小熊英二研究会1 2005年12月2日
人物紹介:ミシェル・フーコー
総合政策学部2年 70402147 s04214kk 神谷 健
発表の流れ
1.フーコー概略
2.幼年時代
3.高等師範学校―アルチュセールとの出会い、葛藤と自殺未遂
4.マルクス、現代音楽、バシュラールの影響
5.『狂気の歴史』とカンギレム
6.ドュフェールとの同居
7.実存主義と構造主義
8.政治・社会運動へ
9.「知」と「イデオロギー」
10.フーコーへの批判
11.朋友愛
1.フーコー概略
・元のフルネーム:ポール=ミシェル・フーコー(長男、祖父以来の「ポール」)
・20世紀最大の思想家・哲学家の一人
・1926年フランスのポワティエに生まれ、1984年58歳でエイズで亡くなる
・言説理論、系譜学、考古学、権力と知の関係、主体の問題など多岐にわたるテーマ
・広範な影響:フェミニズム、ジェンダー、クイア理論、カルチュラル・スタディーズ、ポスト・コロニアルをはじめとする広範な影響
・EX:エドワード・サイード『オリエンタリズム』
アントニオ・ネグリ、マイケル・ハート『<帝国>』
2.幼年時代
【家庭環境】
・1歳上の姉:フランシーヌと7際下の弟:ドゥニ
・家は裕福(白い邸宅、別荘持ち、不自由なし)
・父は医者で町の名士、母親は父のマネージャーで使用人も管理
・宗教は名目上はカトリックだが実際は慣習程度、フーコーも自然と離れていく
・第三共和制(「弁護士と医者の共和制」)の側、家族は教育の非宗教化を支持
【迫り来る戦争】
・1934年7月25日(7歳の時)のナチスによるオーストリア首相ドールフスの暗殺事件で大きな恐怖を感じた、と言う(後のオーストリア併合へ繋がる)
・スペイン内戦から逃れてきた避難民がポワティエに
・迫り来る戦争とドイツによる占領・抑圧、フランス人も加担したジプシーやユダヤ人の迫害
・サン・スタニスラスでの厳しい規律での苦痛の記憶
3.高等師範学校―アルチュセールとの出会い、葛藤と自殺未遂
・1946年、高等師範学校に晴れて入学(公務員試補手当をもらえる準公務員)
・秘密結社のような高等師範学校の雰囲気に参るフーコー
・友人のモーリス・パンゲに「耐えがたい」
・入学後2年経った1948年、自殺未遂
・1950年6月17日にも自殺未遂
→ゲイであることによる悩み?(1949年公の場で男性同士ダンスすることを禁止するパリの条例)
→自殺の観念への関心
・自殺や同性愛を禁じるキリスト教倫理への反発と同倫理の相対化
・もっとも個人的・私的な瞬間に対する自由
「死は権力の限界であり、権力の手には捉えられぬ時点である。死は人間存在の最も秘密な点、最も私的な点である。自殺が―かつては罪であった、というのも、地上世界の君主であれ彼岸の君主であれ、君主だけが行使する権利のあった死に対する権利を、まさに彼から不当に奪う一つのやり方であったからだが―十九世紀に、社会学的分析の場に入った最初の行動の一つであったというのは驚くに当たらない。それは、生に対し行使される権力の境界にあって、その間隙、死ぬことに対する個人的で私的な権利を出現させたのだ。」(『性の歴史T 知への意志』pp.175−176)

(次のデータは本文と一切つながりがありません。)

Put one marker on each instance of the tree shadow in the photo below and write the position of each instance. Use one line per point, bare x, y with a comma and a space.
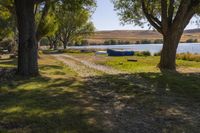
126, 103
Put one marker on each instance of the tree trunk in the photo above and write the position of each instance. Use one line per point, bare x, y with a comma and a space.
28, 49
65, 42
168, 54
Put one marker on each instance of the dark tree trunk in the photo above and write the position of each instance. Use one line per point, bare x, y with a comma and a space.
65, 42
168, 54
55, 46
28, 49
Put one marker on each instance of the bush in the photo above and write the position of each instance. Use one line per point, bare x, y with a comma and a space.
145, 41
157, 54
188, 57
110, 42
191, 41
84, 42
158, 41
143, 53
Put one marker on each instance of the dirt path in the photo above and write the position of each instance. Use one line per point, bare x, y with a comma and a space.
85, 68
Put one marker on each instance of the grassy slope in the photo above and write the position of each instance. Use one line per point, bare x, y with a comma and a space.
60, 101
52, 102
185, 81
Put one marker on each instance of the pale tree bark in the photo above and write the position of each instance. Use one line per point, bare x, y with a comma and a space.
28, 49
171, 26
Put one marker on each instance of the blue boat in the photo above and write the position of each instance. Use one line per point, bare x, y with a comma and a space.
112, 52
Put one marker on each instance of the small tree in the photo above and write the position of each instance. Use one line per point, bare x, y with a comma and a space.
168, 17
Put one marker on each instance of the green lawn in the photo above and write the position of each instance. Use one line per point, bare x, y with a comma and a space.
59, 101
52, 102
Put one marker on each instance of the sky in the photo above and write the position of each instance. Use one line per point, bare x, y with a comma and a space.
105, 18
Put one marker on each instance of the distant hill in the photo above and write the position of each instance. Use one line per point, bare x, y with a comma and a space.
193, 31
132, 36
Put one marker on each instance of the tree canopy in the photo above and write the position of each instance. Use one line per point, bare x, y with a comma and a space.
168, 17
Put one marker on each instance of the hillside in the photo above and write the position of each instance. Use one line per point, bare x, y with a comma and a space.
137, 35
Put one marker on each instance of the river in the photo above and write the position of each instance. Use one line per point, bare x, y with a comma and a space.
153, 48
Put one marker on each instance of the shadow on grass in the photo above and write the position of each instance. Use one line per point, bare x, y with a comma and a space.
143, 102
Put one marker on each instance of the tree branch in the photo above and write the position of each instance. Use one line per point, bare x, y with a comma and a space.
150, 18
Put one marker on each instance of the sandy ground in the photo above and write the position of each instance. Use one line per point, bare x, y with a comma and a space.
138, 107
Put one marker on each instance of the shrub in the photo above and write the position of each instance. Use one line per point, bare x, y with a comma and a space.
143, 53
157, 54
84, 42
110, 42
145, 41
191, 41
158, 41
188, 57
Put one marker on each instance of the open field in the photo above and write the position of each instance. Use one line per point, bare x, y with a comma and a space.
61, 100
132, 36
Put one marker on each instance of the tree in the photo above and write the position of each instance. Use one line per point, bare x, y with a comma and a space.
168, 17
28, 48
73, 24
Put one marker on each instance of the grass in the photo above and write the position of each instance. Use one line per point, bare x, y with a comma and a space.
49, 103
143, 64
59, 101
188, 57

・聴講・読書がフロイト→メルロ=ポンティ→ハイデガー→ニーチェへ
・高等師範でのルイ・アルチュセール(ノルマリアンの導師的存在)との出会い
4.マルクス、現代音楽、バシュラールの影響
・1950年 フランス共産党に入党(本人によると1948年に入党したアルチュセールの影響も)

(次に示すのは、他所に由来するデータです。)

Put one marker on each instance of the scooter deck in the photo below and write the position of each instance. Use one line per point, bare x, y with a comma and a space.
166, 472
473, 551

・当時はレジスタンス神話で大きな勢力を誇り、高等師範学校の生徒も多くは党員だった
・同年7月、大学教員資格試験に失敗(共産党入党のため?)
・翌年の6月、同試験合格、1952年10月より北部の都市リールで心理学の助手として働くことになる(一緒に勉強してジャン・ポール・アロンと仲良くなる)

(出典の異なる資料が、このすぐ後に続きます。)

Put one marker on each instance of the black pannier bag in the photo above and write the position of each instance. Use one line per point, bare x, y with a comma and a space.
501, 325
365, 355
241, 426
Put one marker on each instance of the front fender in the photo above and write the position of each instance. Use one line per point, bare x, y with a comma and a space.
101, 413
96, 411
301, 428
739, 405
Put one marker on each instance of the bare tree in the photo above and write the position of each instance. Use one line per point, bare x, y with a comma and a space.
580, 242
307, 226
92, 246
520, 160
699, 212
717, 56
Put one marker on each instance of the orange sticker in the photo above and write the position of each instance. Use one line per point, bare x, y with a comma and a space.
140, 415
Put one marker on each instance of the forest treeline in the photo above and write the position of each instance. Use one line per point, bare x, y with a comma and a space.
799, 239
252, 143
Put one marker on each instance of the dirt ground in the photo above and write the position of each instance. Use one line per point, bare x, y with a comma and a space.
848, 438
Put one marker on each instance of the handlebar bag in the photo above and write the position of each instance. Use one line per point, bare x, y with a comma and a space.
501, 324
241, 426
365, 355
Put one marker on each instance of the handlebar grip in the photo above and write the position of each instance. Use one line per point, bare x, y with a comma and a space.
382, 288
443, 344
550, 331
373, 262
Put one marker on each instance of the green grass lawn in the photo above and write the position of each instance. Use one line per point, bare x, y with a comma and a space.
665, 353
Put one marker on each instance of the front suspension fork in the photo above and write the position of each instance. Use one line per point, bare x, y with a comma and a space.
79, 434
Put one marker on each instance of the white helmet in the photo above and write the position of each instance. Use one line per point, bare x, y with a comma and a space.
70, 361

・1954年か1955年に反ユダヤ的性格と思われる陰謀事件で党に不信を抱き脱党、アルチュセールとの仲は特に変わらず
54年版「精神疾患と人格」:aliénation mentale(精神上の自己疎外)
62年版「精神疾患と心理学」:folie(狂気)
・初期マルクス的な疎外論からニーチェ・ハイデガーへの拠り所の変化
・ニーチェ以外に最も影響を受けたというジャン・バラケ(一時期親密な関係だった)やピエール・ブーレーズなどのセリー音楽(要注)や十二音技法の音楽
「[私にとって]現代音楽は、ニーチェの読書と同じくらい非常に重要なものだったのです。」(p.71)
20世紀前半の芸術活動:絶対的なものの崩壊・中心の喪失と、人工的で自立的な世界の構築;すべての物事を相互の関係性から捉えようとする姿勢
・ガストン・バシュラール:ノルマリアン・フーコーに多大な影響
バシュラールの既存の価値付けを無視した分析→フーコーのアルシーヴ(資料集成)
認識論的障害:科学的認識を阻む固定観念やイデオロギー(大事であるものとそうでないものの区別など)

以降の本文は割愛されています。